According to Peter Swanson, a partner at Covington & Burling LLP, unlike other complaints accusing tech companies of using content to train AI platforms without authorization, the suits from The Intercept, Raw Story and AlterNet only allege DMCA violations, not infringement. DMCA claims in other complaints against AI companies that also allege copyright infringement have been among the first to fail, but plaintiffs likely will keep trying.
"Anytime there's a significant technological development, it takes a while for copyright law to catch up and for courts and litigants to figure out how to adapt the law to this new technology," Swanson said. "I think you'll see plaintiffs taking different approaches and seeing what works and refining their litigation models."
The case is The Intercept Media Inc. v. OpenAI Inc. et al., case number 1:24-cv-01515, in the U.S. District Court for the Southern District of New York.
Griner et al. v. King et al.
Much like the wildly popular meme he inspired, the fist-pumping "Success Kid" won a case — filed by his mom — against former Iowa U.S. Rep. Steve King's campaign committee for using in fundraising the copyrighted photo that inspired the meme.

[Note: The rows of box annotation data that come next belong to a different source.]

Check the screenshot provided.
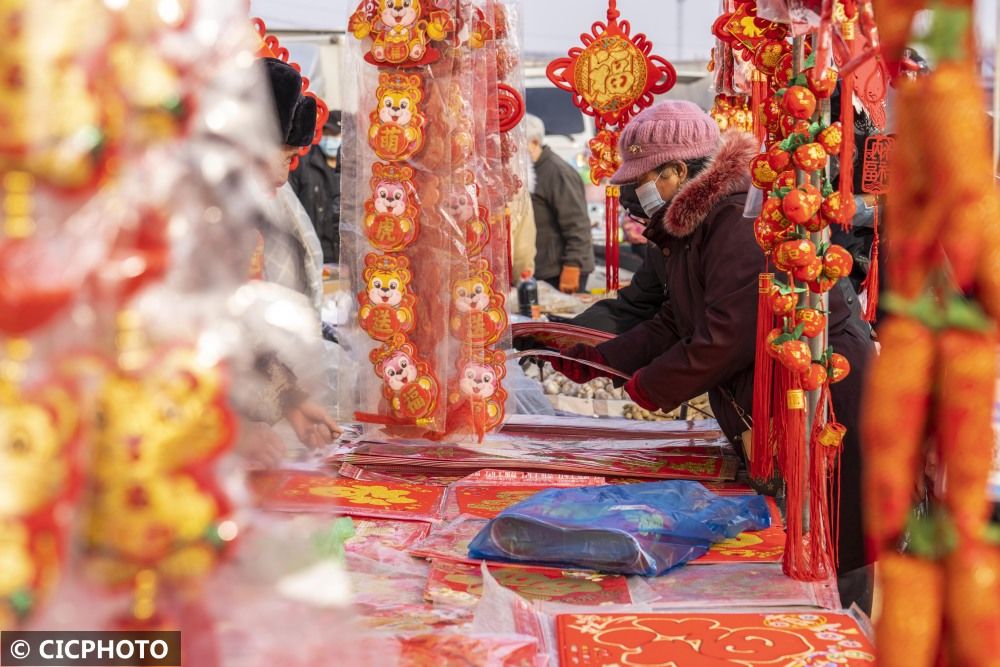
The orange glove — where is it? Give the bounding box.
[559,266,580,294]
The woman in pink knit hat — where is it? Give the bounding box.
[557,101,871,608]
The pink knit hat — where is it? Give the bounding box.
[611,100,719,185]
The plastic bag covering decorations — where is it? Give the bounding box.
[341,0,526,441]
[469,481,771,576]
[0,0,324,636]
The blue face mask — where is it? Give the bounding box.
[319,136,343,157]
[635,174,667,218]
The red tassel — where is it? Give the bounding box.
[862,209,879,322]
[750,70,768,144]
[840,62,857,231]
[803,385,843,581]
[503,206,521,285]
[780,376,809,580]
[749,273,775,480]
[604,185,621,292]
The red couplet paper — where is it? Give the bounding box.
[690,498,785,565]
[556,613,875,667]
[261,472,445,521]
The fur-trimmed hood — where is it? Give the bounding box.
[649,131,759,243]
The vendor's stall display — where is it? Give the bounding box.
[469,481,771,576]
[645,563,840,611]
[341,0,524,441]
[260,471,445,521]
[546,0,677,291]
[500,415,722,441]
[329,436,738,480]
[0,0,300,636]
[864,2,1000,667]
[736,0,877,580]
[690,498,786,565]
[556,612,875,667]
[408,515,489,564]
[424,561,632,607]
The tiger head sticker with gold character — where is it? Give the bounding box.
[450,259,507,345]
[370,335,439,423]
[443,170,491,257]
[448,349,507,439]
[358,253,416,342]
[0,362,80,630]
[365,162,420,252]
[368,72,427,161]
[347,0,454,67]
[85,347,234,584]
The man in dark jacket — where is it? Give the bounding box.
[569,185,667,334]
[288,110,341,264]
[525,114,594,294]
[557,102,872,616]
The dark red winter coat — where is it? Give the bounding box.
[598,133,872,571]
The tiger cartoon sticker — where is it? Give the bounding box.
[358,253,416,342]
[368,72,427,161]
[370,335,439,424]
[450,259,507,345]
[365,162,420,252]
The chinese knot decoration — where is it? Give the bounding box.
[546,0,677,290]
[251,18,330,171]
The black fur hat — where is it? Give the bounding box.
[263,58,316,147]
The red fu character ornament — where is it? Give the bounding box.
[365,162,420,252]
[546,0,677,290]
[347,0,455,67]
[370,335,439,425]
[448,349,507,442]
[368,72,426,161]
[252,19,330,171]
[451,259,507,345]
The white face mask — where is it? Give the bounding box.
[635,175,667,218]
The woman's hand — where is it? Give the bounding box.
[285,400,342,449]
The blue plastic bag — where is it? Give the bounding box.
[469,481,771,577]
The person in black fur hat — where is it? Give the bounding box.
[264,58,316,188]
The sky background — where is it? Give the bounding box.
[251,0,997,55]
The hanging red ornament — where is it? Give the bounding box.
[823,245,854,280]
[802,362,828,391]
[546,0,677,291]
[829,352,851,384]
[816,121,844,155]
[795,308,826,338]
[792,256,823,283]
[778,340,812,373]
[750,153,778,191]
[792,142,827,172]
[781,183,823,225]
[805,67,837,100]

In a June precedential opinion, an Eighth Circuit panel upheld an Iowa jury verdict against King's campaign and said his committee needed a particularly compelling reason for using the photo to support a fair use defense against infringement because the use was commercial. In the opinion, the panel cited Andy Warhol Foundation v. Goldsmith , last year's landmark U.S. Supreme Court decision on fair use, to explain its rationale for affirming the jury verdict.
The panel wrote that "controlling the commercial use of the meme" was the reason Laney Griner registered the photo she took in 2007 of her then 11-month-old son. She has licensed the photo to several companies, including Microsoft and Coca-Cola, but the meme has also proliferated countless times on the internet. King unsuccessfully argued that gave his committee an "implied license."
"There was no particular justification, and it gets at something that I think is often an issue that can be a challenge in cases raising fair use defenses where you have humor as an element of the use," said Ray of Kirkland. "It could be a parody, it could be satire, and the question is: 'Did you need to use this particular work to accomplish that purpose? Could you have done it with something else?' And here you have that, plus you've got the fact that it's also in service of this political campaign."
The case is Griner et al. v. King et al., case number 23-2117, in the U.S. Court of Appeals for the Eighth Circuit.